1. A high-speed pattern storing method, which is to tabulate and store pattern data constituting rules, the method comprising:

(a) dividing the pattern data into parts having a defined length or less;

(b) extracting input position sequence information of each divided part of the pattern data; and

(c) assigning a characteristic packet ID to each divided part of the pattern data, and tabulating and storing the divided parts of the pattern data and the input position sequence information of the corresponding parts of the pattern data.

2. The high-speed pattern storing method as claimed in claim 1, wherein the table information includes pattern ID information peculiar to the pattern data having an input position next to the pattern data stored in the corresponding table information.

3. The high-speed pattern storing method as claimed in claim 1, wherein space information of the corresponding pattern data is included to process meta characters.

4. The high-speed pattern storing method as claimed in claim 1, wherein the step (c) includes determining information of a packet head as the characteristic packet ID when the pattern data is the first in the input position sequence among the divided parts of the pattern data.

5. The high-speed pattern storing method as claimed in claim 1, wherein the step (c) includes storing, in a separate table, and multiplexing the pattern data stored in the corresponding table, the input position sequence of the corresponding pattern data, or the pattern data subsequent to and different from the corresponding pattern data.

6. The high-speed pattern storing method as claimed in claim 1, wherein pattern data having the same divided part of the last sequence are stored to make the divided part of the pattern data of the last sequence have the same position information.

7. The high-speed pattern storing method as claimed in claim 1, wherein in the step (c), information representing that the corresponding pattern data is the pattern data of the last sequence is included in the input position sequence information when the divided part of the pattern data is at the last position.

8. The high-speed pattern storing method as claimed in claim 1, wherein the pattern data are stored in a hash table, and a hash value of each divided part of the pattern data, sequence information of the corresponding divided part of the pattern data and word connection information are stored.

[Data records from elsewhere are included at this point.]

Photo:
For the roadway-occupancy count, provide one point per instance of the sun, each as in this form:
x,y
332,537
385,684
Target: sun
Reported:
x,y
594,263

9. A high-speed pattern matching method, which is to determine whether input data pattern are matched to pattern data tabulated and stored according to a defined rule, the method comprising:

(a) dividing the input pattern data into parts having a defined length or less;

(b) searching table information storing the same pattern data as the divided data pattern;

(c) extracting table input position sequence information of the corresponding data included in the table information storing the same pattern as the divided parts of the data pattern searched, and table information having the same input position sequence information of the divided data pattern; and

(d) determining from the extracted table information whether the pattern data being constructed is the same as the input data pattern.

10. The high-speed pattern matching method as claimed in claim 9, wherein the stored pattern data includes:

a packet ID representing an input position sequence of the corresponding pattern data; and

packet ID information of pattern data subsequent to the input position of the corresponding pattern data.

11. The high-speed pattern matching method as claimed in claim 9, wherein the step (b) includes stopping a search for pattern data connected to the corresponding pattern data when the input position information of the divided parts of the pattern data is different from the input position information of pattern data being the same as the corresponding data pattern.